I have a use case where I need to model reference data for e.g. different flavors of ice cream. Say I have 50 flavors of ice cream :-
How would I model this data neatly in a database model, purely from a storage / retrieval point of view?
The options I can think of :-
Never store a value in the wrong type.
Whatever design you choose, make sure that values are stored in their natural format. Use NUMBER, DATE, VARCHAR2, CLOB, XMLTYPE, CLOB (IS JSON), TIMESTAMP, etc. Trying to cram everything in a string will cause many problems. You lose validation, convenience, performance, and type safety.
For example, here is a common type safety problem. Imagine this simple query to find ice cream that is more than 25% fruit:
select *
from ice_cream_flavor_attribute
where attribute_name = 'Fruit Percentage'
and attribute_value > 25;
Do you see the bug? Do you see how the same query, with the same data, may work one day and fail the next with ORA-01722: invalid number
?
It's difficult to write a query that forces Oracle to evaluate conditions in a specific order. Re-ordering the predicates won't help (99.9% of the time). Adding an inline view won't help (99.9% of the time). Using a CASE
statement will work but not 100% of the time. Using hints will work but is tricky. Using an inline view and a ROWNUM
is my preferred way of solving the problem but it looks odd and is difficult to understand.
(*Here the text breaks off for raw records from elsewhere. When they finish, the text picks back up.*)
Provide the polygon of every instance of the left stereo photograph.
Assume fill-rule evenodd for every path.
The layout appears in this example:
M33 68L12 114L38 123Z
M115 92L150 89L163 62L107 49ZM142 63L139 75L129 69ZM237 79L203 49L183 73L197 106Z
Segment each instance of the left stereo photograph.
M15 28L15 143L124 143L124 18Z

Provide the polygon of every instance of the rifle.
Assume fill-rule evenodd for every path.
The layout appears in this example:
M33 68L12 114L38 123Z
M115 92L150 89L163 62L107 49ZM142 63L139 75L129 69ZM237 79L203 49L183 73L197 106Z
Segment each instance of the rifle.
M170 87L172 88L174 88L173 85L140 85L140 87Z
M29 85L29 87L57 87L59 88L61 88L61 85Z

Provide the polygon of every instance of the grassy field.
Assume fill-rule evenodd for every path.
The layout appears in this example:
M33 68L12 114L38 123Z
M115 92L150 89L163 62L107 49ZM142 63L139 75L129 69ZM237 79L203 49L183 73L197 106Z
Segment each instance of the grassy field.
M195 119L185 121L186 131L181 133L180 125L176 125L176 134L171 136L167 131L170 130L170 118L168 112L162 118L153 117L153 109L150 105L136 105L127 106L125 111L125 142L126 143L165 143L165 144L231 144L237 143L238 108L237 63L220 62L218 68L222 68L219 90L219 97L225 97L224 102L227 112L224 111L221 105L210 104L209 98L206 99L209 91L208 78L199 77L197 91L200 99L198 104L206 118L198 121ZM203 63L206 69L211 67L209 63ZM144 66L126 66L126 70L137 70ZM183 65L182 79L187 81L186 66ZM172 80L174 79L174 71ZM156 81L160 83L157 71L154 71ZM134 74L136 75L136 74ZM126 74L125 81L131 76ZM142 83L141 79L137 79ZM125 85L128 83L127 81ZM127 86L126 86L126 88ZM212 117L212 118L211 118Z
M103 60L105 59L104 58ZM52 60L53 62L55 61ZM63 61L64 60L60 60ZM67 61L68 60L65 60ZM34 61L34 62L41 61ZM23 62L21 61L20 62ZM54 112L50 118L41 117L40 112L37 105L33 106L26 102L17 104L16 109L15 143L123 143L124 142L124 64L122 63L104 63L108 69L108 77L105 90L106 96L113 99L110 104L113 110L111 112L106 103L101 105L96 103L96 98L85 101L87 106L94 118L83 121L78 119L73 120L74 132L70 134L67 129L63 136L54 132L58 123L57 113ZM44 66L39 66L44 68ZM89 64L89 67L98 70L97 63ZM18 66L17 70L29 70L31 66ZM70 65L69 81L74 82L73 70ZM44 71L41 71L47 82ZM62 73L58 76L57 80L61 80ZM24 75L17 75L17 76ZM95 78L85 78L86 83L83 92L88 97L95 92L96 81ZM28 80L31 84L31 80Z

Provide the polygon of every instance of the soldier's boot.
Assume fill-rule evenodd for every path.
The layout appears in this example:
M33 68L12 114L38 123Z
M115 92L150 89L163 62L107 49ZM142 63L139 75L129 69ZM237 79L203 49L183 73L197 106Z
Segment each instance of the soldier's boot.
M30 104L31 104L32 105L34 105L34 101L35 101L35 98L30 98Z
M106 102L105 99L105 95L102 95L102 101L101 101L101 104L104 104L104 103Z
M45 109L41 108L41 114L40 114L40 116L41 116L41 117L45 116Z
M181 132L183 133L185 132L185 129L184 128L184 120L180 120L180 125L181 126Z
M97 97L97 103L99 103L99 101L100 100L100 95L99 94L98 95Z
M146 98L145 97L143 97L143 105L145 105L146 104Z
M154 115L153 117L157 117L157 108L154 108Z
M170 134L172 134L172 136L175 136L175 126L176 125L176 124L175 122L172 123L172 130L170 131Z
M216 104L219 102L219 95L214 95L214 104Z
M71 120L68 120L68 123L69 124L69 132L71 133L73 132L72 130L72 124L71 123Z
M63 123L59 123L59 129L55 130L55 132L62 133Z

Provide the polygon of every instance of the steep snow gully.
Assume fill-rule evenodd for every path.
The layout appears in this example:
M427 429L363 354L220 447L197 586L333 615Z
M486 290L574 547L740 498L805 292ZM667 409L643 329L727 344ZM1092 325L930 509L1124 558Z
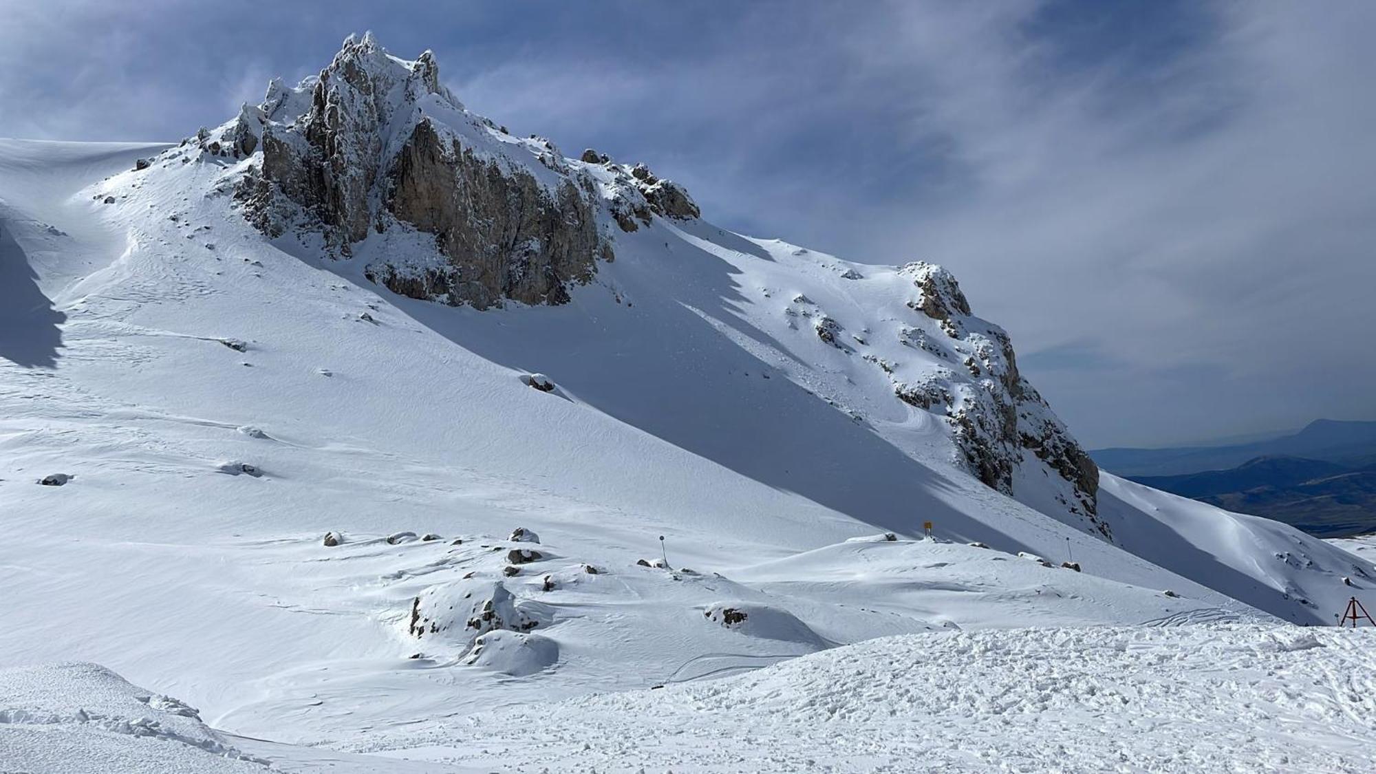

If you must use an Entity Attribute Value model (and if you have more than 1000 attributes it may be unavoidable), at least use the right types.
Don't worry about space - a null column uses at most 1 byte.
Don't worry about complaints like "but then our queries are more complicated, we always need to know which column to use!" - realistically there is almost nothing useful you can do with a value without knowing its type. Every time you read or write a value you must already be thinking about the type.